Mode et marketing digital : nos cerveaux sont-ils disponibles ?
Une des contradictions majeures de notre époque réside dans ce double constat : alors que le temps de cerveau disponible des internautes n’a jamais été aussi faible, les techniques numériques de captation de l’attention n’ont jamais été aussi sophistiquées. Lucas Delattre a rencontré Régis Pennel (99), fondateur de L’Exception, le premier e‑shop consacré aux marques françaises (voir J&R n° 762), et Albert Moukheiber, docteur en neurosciences, psychologue et auteur du cours « neurosciences et santé » à l’École polytechnique.
On observe une accélération très nette sur la connaissance et l’enregistrement des comportements clients, constate Albert Moukheiber. Une marque comme L’Exception, explique Régis Pennel, est en mesure de connaître finement le profil de chaque client, ainsi que sa provenance.
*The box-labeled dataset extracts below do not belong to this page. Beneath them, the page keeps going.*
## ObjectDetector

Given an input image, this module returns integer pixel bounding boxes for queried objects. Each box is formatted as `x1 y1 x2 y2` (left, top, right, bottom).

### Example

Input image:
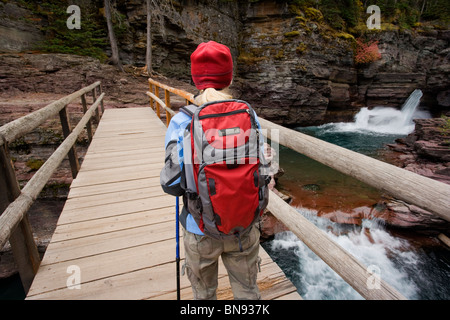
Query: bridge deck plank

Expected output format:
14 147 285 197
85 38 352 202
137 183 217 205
27 108 301 299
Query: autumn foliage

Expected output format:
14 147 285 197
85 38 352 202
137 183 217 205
355 39 381 64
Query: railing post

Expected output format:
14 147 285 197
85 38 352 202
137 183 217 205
148 82 155 110
155 86 161 118
81 94 92 142
0 143 41 293
164 90 172 127
98 83 105 115
59 106 80 179
92 88 100 123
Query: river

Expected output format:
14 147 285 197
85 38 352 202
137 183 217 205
263 90 450 300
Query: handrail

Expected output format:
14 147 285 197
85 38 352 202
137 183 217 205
260 119 450 221
145 79 414 300
0 82 105 292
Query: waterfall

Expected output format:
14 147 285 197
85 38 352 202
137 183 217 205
268 209 420 300
328 89 430 135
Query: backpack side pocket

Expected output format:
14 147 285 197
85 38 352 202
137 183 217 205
159 140 184 197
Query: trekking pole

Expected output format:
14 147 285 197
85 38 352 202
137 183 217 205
175 197 180 300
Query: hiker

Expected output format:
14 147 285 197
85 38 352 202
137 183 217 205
161 41 268 300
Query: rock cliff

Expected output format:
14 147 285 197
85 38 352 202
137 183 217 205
0 0 450 126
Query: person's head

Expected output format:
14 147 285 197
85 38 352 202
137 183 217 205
191 41 233 104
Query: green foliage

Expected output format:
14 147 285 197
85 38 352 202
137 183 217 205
288 0 450 33
19 0 110 62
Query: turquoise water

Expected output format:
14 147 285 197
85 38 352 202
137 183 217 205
263 120 450 300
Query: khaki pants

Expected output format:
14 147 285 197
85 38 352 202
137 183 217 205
184 226 261 300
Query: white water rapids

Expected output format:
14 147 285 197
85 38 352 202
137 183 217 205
324 89 429 135
271 209 420 300
263 90 450 300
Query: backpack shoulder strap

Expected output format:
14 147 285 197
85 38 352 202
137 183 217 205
179 104 197 118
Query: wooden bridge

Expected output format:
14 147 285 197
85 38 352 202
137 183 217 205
0 79 450 299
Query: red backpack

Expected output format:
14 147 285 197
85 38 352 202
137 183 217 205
181 100 270 239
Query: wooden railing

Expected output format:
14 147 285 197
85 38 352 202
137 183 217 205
0 82 105 292
147 79 450 299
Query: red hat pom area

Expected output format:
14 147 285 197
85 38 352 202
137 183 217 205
191 41 233 90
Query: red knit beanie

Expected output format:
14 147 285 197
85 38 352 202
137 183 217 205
191 41 233 90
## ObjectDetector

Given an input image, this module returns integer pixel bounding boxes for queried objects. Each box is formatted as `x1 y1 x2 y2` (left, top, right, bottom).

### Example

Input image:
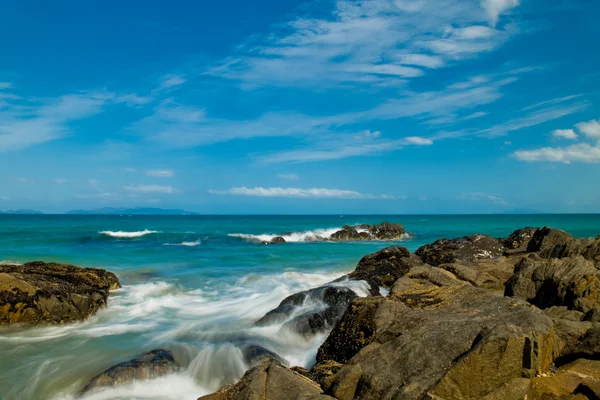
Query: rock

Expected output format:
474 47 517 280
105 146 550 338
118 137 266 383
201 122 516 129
329 225 373 242
415 235 505 266
439 257 520 292
505 255 600 313
502 227 539 250
0 261 121 324
255 285 356 336
242 344 288 366
527 360 600 400
198 360 333 400
81 349 179 394
348 246 423 295
318 266 554 400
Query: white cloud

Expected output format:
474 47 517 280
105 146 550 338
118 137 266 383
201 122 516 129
205 0 517 87
481 0 520 26
552 129 579 140
575 119 600 140
123 185 175 194
277 174 300 181
208 186 394 199
146 169 175 178
160 75 186 89
513 143 600 164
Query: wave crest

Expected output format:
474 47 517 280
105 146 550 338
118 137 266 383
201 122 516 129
99 229 159 238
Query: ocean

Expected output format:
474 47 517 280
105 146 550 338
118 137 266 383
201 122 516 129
0 215 600 400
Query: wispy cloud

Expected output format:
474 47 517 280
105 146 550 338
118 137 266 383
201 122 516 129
146 169 175 178
552 129 579 140
208 186 394 199
206 0 518 87
123 185 175 194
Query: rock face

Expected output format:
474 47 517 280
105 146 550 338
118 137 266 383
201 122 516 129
348 246 422 295
505 255 600 313
329 222 406 242
0 261 121 324
198 360 332 400
255 286 356 336
319 266 554 400
82 349 179 393
415 235 505 266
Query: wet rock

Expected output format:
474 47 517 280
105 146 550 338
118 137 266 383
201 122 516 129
242 344 288 366
82 349 179 394
0 261 121 324
527 360 600 400
503 227 539 250
505 255 600 313
320 266 554 400
415 235 505 266
255 285 356 336
198 360 332 400
348 246 423 295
Nous pouvons savoir s’ils viennent par le biais d’un réseau social, d’un moteur de recherche ou en tapant directement l’URL du site. Mais nous savons aussi analyser son comportement et reconnaître les clients hésitants par exemple.
L’étude du comportement, une science dure
Il y a désormais, comme l’indique Albert Moukheiber, des laboratoires de sciences comportementales dans beaucoup d’entreprises, tout comme dans les administrations des États. Des neuroscientifiques travaillent avec des marques pour développer des modèles permettant de mieux capter l’attention et d’accroître la rétention d’un utilisateur qu’on sait inconstant, erratique et distrait. Au cœur de ces analyses et recommandations, il y a l’architecture du choix de l’attention, les moyens de créer un sentiment d’urgence, l’identification de ce qui marche et de ce qui ne marche pas sur le plan psychocognitif… La capacité d’une entreprise à lier les données à un cadre théorique est essentielle : il faut savoir ce qu’on cherche au lieu de récolter des données sans savoir quoi en faire. Beaucoup d’entreprises, en 2021, savent qu’elles doivent faire des liens avec les sciences cognitives. Ce qui a changé, c’est la quantité de données disponibles. Les stratégies d’entreprise sont désormais guidées par la connaissance des données (data driven) : il y a beaucoup, certes moins que dans le passé, de décisions prises sur la base d’intuitions. Les données, dit Albert Moukheiber, sont un game changer, car leur volume et leur précision n’ont rien à voir avec ce qu’on pouvait connaître il y a dix ou vingt ans. Grâce à la disponibilité des données, il est devenu possible d’étudier les comportements de l’internaute en détail : déplacements de sa souris d’ordinateur, vitesse du déroulement de l’écran (scroll), mouvement des yeux sur l’écran (eye tracking). Tout est mesurable, or on sait que « tout ce qui se mesure s’améliore » (Seth Godin). Autre exemple d’une pratique devenue très courante : celle de l’AB testing, pour comparer deux versions de publicités qu’on montre à 50 000 personnes (groupe A) et 50 000 autres personnes (groupe B) ; pour améliorer la rétention de l’attention, on peut être amené à changer la couleur de l’écran, par exemple, ou l’heure à laquelle on montre la vidéo. Autre exemple, les laboratoires Dolby ont des outils de mesure cérébrale et comportementale très sophistiqués pour tester les effets de la virtualisation du son : réactivité électrodermale, fréquence cardiaque, eye tracking…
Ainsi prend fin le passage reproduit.